23.

3 1 0
                                    

Hari ini hari Sabtu, sekolah libur. Yulita terbangun karena mendengar suara seseorang sedang berenang. Ternyata Hana sedang berenang. Dia pun ikut berenang. Menikmati udara yang mulai panas dengan matahari mulai menaik. Setelah 30 menit berenang, mereka menikmat nasi goreng dan jus jambu yang sudah Yulita buatkan.

"Kakak lo gak ada kabar?" tanya Hana sambil mengunyah nasi goreng.

Yulita menyimpan kembali sendok yang hendak akan dia suap pada mulutnya. Seketika dia malas untuk melanjutkan makan. Dia menyimpan piring di meja, meminum jus jambu dan berlari ke lantai atas.

Hana hanya terdiam melihat Yulita. Dia sadar. Dia mengucapkan kalimat yang salah.

Waktu menunjukan pukul 09.00. Dia menghubungi Seno, namun sudah berpuluh-puluh kali menelepon, tak ada jawaban sama sekali. Mungkin dia masih tidur, pikirnya. Dia membaringkan tubuh di atas sofa sambil melihat pemandangan rumah belakang. Tiba-tiba dia terpikir dengan kalimat Hana. Bagaimana dengan kakaknya.

"Belum tentu dia mikirin gue." Dia menutup wajahnya dengan bantal.

Tiba-tiba ada seseorang berteriak memanggil namanya. "Yuy!" pekik suara itu semakin mendekat ke kamar.

Yulita mendengar suara itu dan dia mengenal suaranya. "Seno!" dia dengan cepat berdiri untuk menghampiri Seno di pintu kamar. Namun lebih dulu Seno membuka kamarnya. Dia membawa serangkai bunga dan boneka.

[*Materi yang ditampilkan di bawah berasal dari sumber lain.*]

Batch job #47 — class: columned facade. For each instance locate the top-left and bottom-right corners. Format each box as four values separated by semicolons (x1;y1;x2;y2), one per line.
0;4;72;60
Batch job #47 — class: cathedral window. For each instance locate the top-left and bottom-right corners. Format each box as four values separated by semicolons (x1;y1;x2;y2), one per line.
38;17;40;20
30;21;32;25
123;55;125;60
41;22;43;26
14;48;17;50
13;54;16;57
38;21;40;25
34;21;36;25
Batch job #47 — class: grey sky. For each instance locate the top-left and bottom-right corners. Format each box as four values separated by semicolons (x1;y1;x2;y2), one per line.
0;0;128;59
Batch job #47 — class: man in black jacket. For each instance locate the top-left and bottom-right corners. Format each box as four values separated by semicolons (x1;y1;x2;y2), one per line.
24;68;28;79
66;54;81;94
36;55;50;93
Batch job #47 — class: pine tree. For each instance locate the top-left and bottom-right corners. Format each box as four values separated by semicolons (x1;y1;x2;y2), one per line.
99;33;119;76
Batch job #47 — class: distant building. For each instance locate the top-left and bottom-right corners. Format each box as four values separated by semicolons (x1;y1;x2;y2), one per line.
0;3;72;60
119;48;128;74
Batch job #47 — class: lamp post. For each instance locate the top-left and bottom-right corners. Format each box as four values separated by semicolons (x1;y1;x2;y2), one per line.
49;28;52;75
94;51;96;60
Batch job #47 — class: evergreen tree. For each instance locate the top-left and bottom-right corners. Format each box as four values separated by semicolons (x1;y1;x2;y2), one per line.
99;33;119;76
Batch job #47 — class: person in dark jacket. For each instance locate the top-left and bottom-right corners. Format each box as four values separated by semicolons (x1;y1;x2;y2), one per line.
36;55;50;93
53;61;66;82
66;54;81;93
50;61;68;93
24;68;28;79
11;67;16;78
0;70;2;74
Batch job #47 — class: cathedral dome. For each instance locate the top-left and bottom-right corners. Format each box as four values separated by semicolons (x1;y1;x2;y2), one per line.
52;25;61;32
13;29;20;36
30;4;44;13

Yulita hanya tersenyum menyambut kedatangan Seno. "Udah ditelepon berkali-kali malah gak diangkat!" dia berjalan mendekati Seno. Tiba-tiba dia berhenti, lalu berjalan kembali sambil mengerutkan kening. "Kenapa lo botak?" tanyanya sambil mengambil bunga dan boneka dari tangan Seno.

Seno mengusap kepala. Dia tersenyum malu. "Besok gue ada pendaftaran militer."

Yulita memeluk boneka. Namun dengan wajah kecewa. "Lo bakal ninggalin gue dong!" lalu dia menyimpan bunga dan boneka di atas meja dengan tatanan yang rapih.

"Sebenernya gue gak mau jadi militer. Gue gak pernah punya cita-cita buat jadi militer. Gue bahkan gak suka. Gue gak suka kalau gue udah rumah tangga, gue jadi sering ninggalin orang-orang yang gue sayang." Seno berjalan untuk duduk di sofa dengan wajah yang sedih.

Yulita pun ikut sedih dengan ungkapan hati Seno. Dia tahu. Dia mengerti. Karena selama ini dia merasakan kurang kasih sayang dari ayahnya sebagai militer.

"Tapi bokap tetep maksa. Jadi gue gak bisa berbuat apa-apa."

Yulita menghampiri Seno, mengusap bahunya. "Semoga lo jadi pasukan yang baik." Dia berusaha menyemangati.

"Terus lo mau daftar kemana?" tanya Seno sambil menoleh pada Yulita.

Yulita terdiam beberapa detik. Dia merasa bingung. "Sekolah gue gak tahu dilanjut, gak tahu gak. Ya lo tahu 'kan. Gue udah gak punya siapa-siapa lagi. Uang gak ada. Gue udah gak kontakan lagi sama kakak gue, ya jadi gue gak dapet kiriman. Ini pun sekarang gue bertahan karena masih punya uang beberapa bulan lalu, setelah itu mungkin gue bakal jual nih rumah buat kehidupan gue." Matanya berputar melihat isi kamar kesayangannya. "Ya. Gue pikir gue bisa cari kerja kecil-kecilan supaya gue bisa bertahan hidup."

"Yuy," Seno memegang kedua tangan Yulita. "Gue bakal selalu ada buat lo." Ujarnya begitu dalam. "Gue bisa bilang ke bokap buat kuliahin lo."

Yulita menyunggingkan senyum. "Gak usah. Gue gak apa-apa. Gue nyaman kok kayak gini." Senyumnya semakin lebar. "Yang terpenting buat gue, gue butuh lo buat suport gue."

Seno hanya tersenyum dengan rasa kecewa dalam hatinya. Lalu perlahan dia membujuk Yulita untuk memperbaiki hubungan dengan kakaknya agar dia bisa melanjutkan masa depannya yang lebih baik.